I knew eventually I would need to do a post about
"The Roundabout".
Last summer, the girls and I decided on a day trip to the Medford Outlet Mall. As we exited off of I-35, in the tiny town of Medford, MN we encountered our first Minnesota roundabout. My immediate thought was, "Oh, man, everyone wants to be European. What a stupid waste of taxpayer $$$."
Then, as if that were not enough, they tore up 70th Street between France and York last year and put in three, count 'em, three roundabouts between the Galleria and the shops on the Target side.
We laughed (and cowered in fright) every time we entered one and watched confused Scandinavians try to negotiate these strange road circles.
Some would enter without yielding to the traffic already in the roundabout. Others, would go the wrong way (in the US, we go counterclockwise through roundabouts). What foolishness, I thought.
However, to demonstrate my openmindedness, I would now like to go on record as saying that the roundabout is one of the more ingenious traffic improvements ever.
I say this for a few reasons, not the least of which is the number of idiotic, insane drivers I have observed in the last month or so, who seem to think that a yellow light means "speed up." Almost every time I have driven lately, I have seen at least TWO cars SPEED through red lights. And, I mean red lights. I am not counting the enter on yellow as it turns red, I mean the speed up and enter on red cars.

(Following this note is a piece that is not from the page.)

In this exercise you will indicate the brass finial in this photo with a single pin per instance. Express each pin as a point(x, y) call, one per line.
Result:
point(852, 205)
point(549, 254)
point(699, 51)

Yesterday was an especially interesting day as I took Beth to the Oxboro Library for her 3:00 book club. We were sitting at the intersection of 90th and Penn in Bloomington headed east on 90th Street. We were stopped (not sure what color the light was actually) and I looked up to see a black SUV zipping, and I mean zipping, through the intersection headed south on Penn.
I said, "Oh, man, look at that guy Beth, he is obviously speeding."
As soon as those words got out of my mouth, I looked up and saw another speeding car head south through that intersection. This one, however, had red flashing lights, and the words POLICE on the side. This speeding car was followed by another one with the red lights, and another, and another. Over a dozen all told speeding through the intersection after said black SUV. Quite the spectacle, I must say.
When all the commotion was over, we cautiously continued our journey East, looking carefully at each intersection in case the black SUV doubled back.
I told Beth that I had never seen anything like that and that I was pretty sure it was all going to end with the guy flipping the car and getting out and running. (As I learned later, it did!)
In addition to speeding bad drivers and speeding criminals at intersections, the roundabout could have proven very effective if you had ever been sitting innocently at the intersection of France and 106th on a mid-April day in 2005 in your less than a year old Honda Accord and suddenly observed a car making a left turn on red being T-boned by an SUV headed south going through the intersection on red and found the T-boned car spinning in a circle hurling itself at your car as I did. There were 2 severely injured little boys in the T-boned car (they ended up okay), but looking back, it made a great case for the roundabout.
Basically the roundabout is designed to make intersections safer as the traffic flows better. What more could you want in an intersection? Reduce the occurrence and/or severity of accidents and injuries, stop or at least slow down criminals being chased by the FBI, and all the while keep traffic flowing.
So, I say, hip, hip, hooray for the roundabout.